Announcing Synthetic Data Generation in Mosaic AI Agent Evaluation

Databricks

9 Dec 202406:20

Summary

TLDRIn this demo, Eric Peter introduces the new synthetic data capabilities for agent evaluation, designed to help developers improve the quality of AI agents. By generating high-quality evaluation data in minutes, the synthetic data API reduces the need for time-consuming labeling by subject matter experts. The process allows developers to assess agent quality, identify issues, and make improvements quickly. By leveraging ML Flow and proprietary AI agent evaluation tools, the system identifies root causes of quality issues and suggests fixes, speeding up the path to production-ready agents with higher ROI.

Takeaways

😀 Synthetic data capabilities enable developers to generate high-quality evaluation data quickly, saving time and resources.
😀 The tool addresses the challenge of labeling evaluation data, which is typically time-consuming and costly without subject matter experts.
😀 The synthetic data API allows developers to generate a full set of evaluation questions in just minutes, enhancing agent quality before subject matter expert involvement.
😀 Generated data includes both the questions and the criteria for evaluating agent responses, improving the accuracy and efficiency of the evaluation process.
😀 By using this synthetic data, customers have achieved up to 60% improvements in agent quality prior to engaging subject matter experts.
😀 The demo showcases the ease of use of the API, with a simple setup that requires only the document corpus, question guidelines, and agent description.
😀 The tool uses `mlflow` for observability, tracking agent performance in both development and production environments.
😀 The evaluation process provides an overall quality score, helping developers pinpoint areas that need improvement, such as issues with data retrieval or response accuracy.
😀 A key feature is the ability to adjust parameters like the number of documents returned by a vector search retriever, which can significantly improve agent quality (e.g., increasing from 1 to 5 results raised quality by 17%).
😀 The tool helps developers reduce costs and accelerate time to market by automating the generation of high-quality evaluation data.
😀 The synthetic data capabilities are currently available in public preview, with a demo notebook for developers to try out the tool themselves.

Q & A

What is the primary goal of the new synthetic data capabilities introduced by Databricks?
-The primary goal is to help developers improve the quality of their AI agents by automating the generation of high-quality evaluation data, eliminating the need for manual labeling by subject matter experts.
Why is it difficult for developers to evaluate and improve AI agents without high-quality evaluation data?
-Without high-quality evaluation data, it's challenging to accurately assess the performance of AI agents, making it difficult to reach production-quality targets. Gathering such data manually is also time-consuming and resource-intensive.
How does the synthetic data API help developers overcome these challenges?
-The synthetic data API generates high-quality evaluation data in minutes, allowing developers to quickly assess and improve their agents, significantly reducing the need for manual data labeling.
What were the results of testing the new synthetic data capability?
-Customers who tested the capability saw a 60% improvement in agent quality using the generated synthetic data, before even engaging subject matter experts.
Can you explain the process of using the synthetic data API in the demo?
-In the demo, the speaker installs Databricks' agent evaluation tools, loads a document corpus, and uses the synthetic data API to generate evaluation questions. The API produces high-quality test cases that assess the agent's performance.
How does the synthetic data API generate questions and evaluation data?
-The API generates questions by passing a document corpus, the desired number of evaluation questions, and optional agent description and guidelines.
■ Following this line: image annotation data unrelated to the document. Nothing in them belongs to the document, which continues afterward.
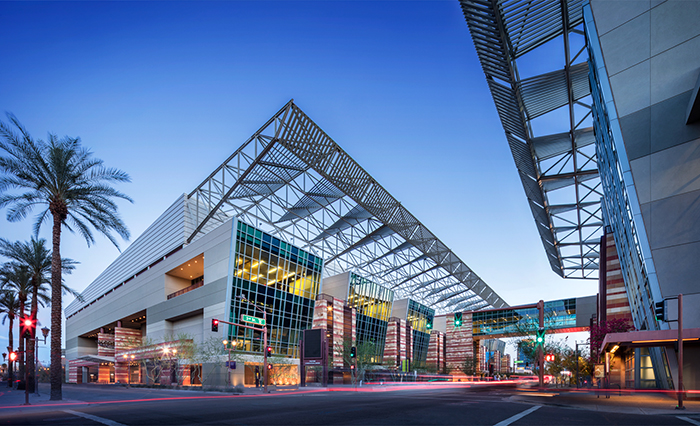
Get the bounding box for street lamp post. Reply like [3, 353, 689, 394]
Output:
[236, 295, 267, 393]
[163, 347, 180, 385]
[7, 346, 15, 388]
[574, 342, 591, 389]
[124, 354, 135, 388]
[33, 327, 51, 396]
[222, 340, 238, 386]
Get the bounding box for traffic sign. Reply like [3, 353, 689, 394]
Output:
[241, 315, 265, 325]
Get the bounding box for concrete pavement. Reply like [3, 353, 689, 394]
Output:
[0, 383, 700, 419]
[508, 388, 700, 418]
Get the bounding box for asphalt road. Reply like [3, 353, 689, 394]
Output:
[0, 389, 700, 426]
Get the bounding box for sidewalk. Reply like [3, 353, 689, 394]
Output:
[0, 383, 284, 415]
[508, 389, 700, 418]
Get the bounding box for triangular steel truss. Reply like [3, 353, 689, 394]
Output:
[460, 0, 603, 279]
[186, 101, 508, 312]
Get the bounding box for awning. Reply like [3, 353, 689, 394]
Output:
[602, 328, 700, 352]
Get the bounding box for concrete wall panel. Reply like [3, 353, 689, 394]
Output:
[610, 60, 651, 117]
[651, 1, 700, 55]
[651, 36, 700, 105]
[591, 0, 651, 35]
[650, 190, 700, 250]
[600, 12, 650, 76]
[648, 138, 700, 201]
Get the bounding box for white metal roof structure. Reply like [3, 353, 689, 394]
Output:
[460, 0, 603, 279]
[66, 101, 508, 316]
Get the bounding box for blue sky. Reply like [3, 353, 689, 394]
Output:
[0, 1, 597, 359]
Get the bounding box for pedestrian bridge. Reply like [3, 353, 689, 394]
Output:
[472, 296, 597, 339]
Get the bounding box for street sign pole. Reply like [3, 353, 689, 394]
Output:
[537, 300, 544, 388]
[678, 294, 685, 410]
[263, 311, 267, 393]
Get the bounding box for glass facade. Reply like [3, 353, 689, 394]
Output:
[584, 6, 659, 330]
[406, 299, 435, 364]
[583, 5, 672, 388]
[348, 273, 394, 363]
[472, 299, 576, 336]
[228, 221, 323, 358]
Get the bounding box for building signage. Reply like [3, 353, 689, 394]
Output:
[241, 315, 265, 325]
[593, 364, 605, 379]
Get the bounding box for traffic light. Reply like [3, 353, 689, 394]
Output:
[654, 300, 666, 321]
[535, 328, 544, 346]
[455, 312, 462, 327]
[20, 316, 36, 339]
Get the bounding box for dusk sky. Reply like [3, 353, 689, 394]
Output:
[0, 0, 597, 360]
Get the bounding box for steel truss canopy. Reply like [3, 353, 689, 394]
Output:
[460, 0, 603, 279]
[186, 100, 508, 313]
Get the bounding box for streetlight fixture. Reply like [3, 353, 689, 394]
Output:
[29, 326, 51, 396]
[123, 354, 136, 388]
[221, 339, 238, 386]
[236, 294, 267, 393]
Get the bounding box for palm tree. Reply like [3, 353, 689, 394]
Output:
[0, 237, 80, 392]
[0, 114, 132, 400]
[0, 262, 32, 377]
[0, 290, 19, 386]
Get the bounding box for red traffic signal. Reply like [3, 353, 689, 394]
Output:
[20, 316, 36, 339]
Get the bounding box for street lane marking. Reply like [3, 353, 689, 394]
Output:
[495, 405, 540, 426]
[63, 410, 126, 426]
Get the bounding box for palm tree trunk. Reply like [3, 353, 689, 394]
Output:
[50, 212, 63, 401]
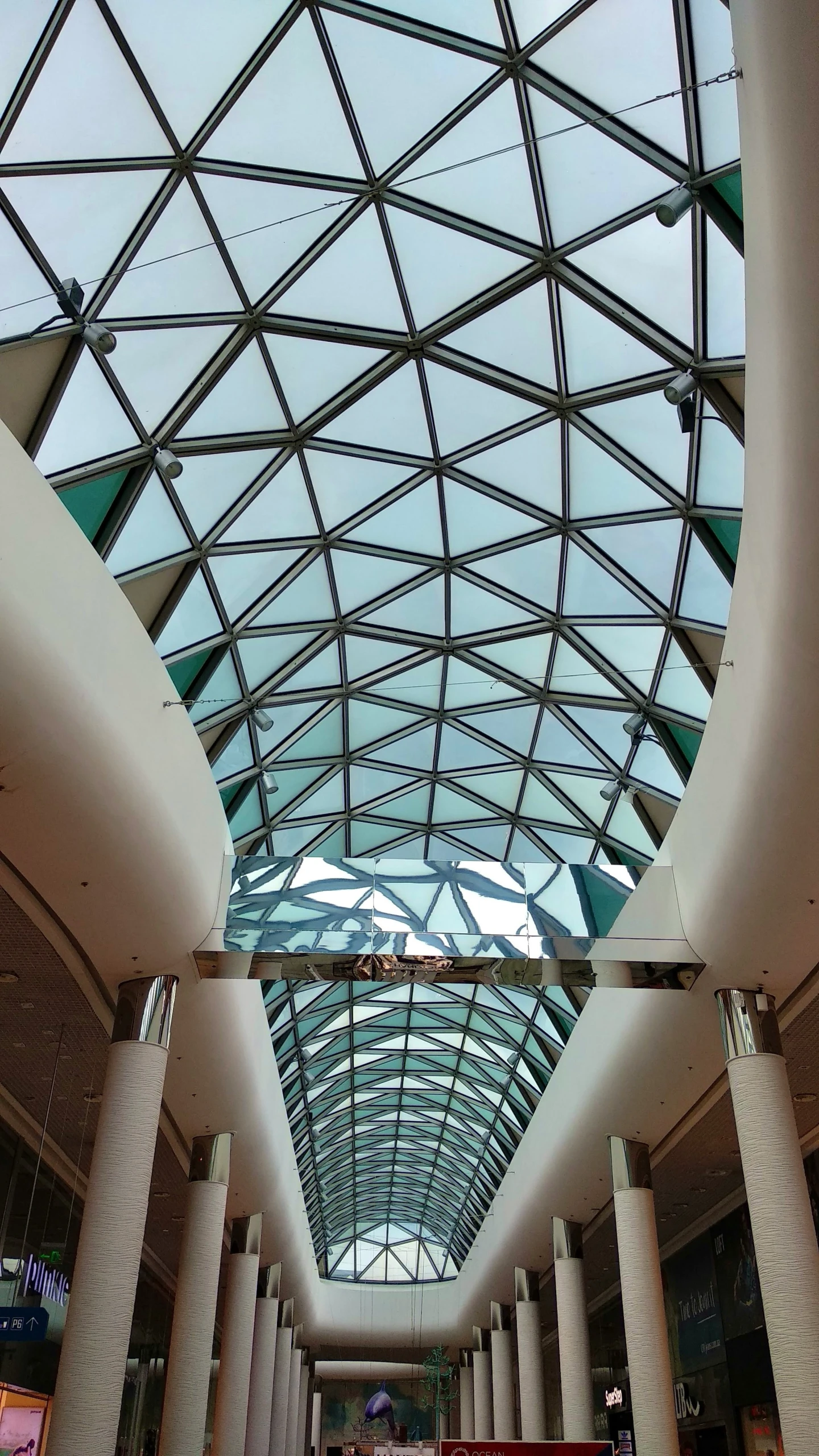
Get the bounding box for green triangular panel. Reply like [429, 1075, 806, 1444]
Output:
[58, 470, 128, 541]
It then generates a set of fully formed test cases that assess the quality of the agent’s responses.
What is the role of MLflow in this process?
-MLflow is used to track the agent's code, configuration, and performance during the evaluation process. It helps in providing observability, logging, and visualizing the results of agent evaluations to identify areas for improvement.
How does the agent evaluation framework identify quality issues in the agent's responses?
-The framework uses proprietary LM judges to assess each record in the evaluation data set. It identifies quality issues and provides a written rationale for why the agent’s response is correct or incorrect, including factors like missing facts or poor retrieval.
What impact did adjusting the number of documents retrieved have on agent quality?
-Increasing the number of retrieved documents from 1 to 5 led to a 17% improvement in the agent’s quality, reducing issues related to retrieval and providing better results.
What are the overall benefits of using synthetic data capabilities for agent evaluation?
-Synthetic data capabilities reduce the time spent labeling data, accelerate time to market, lower costs, and help deliver higher ROI by improving agent quality faster.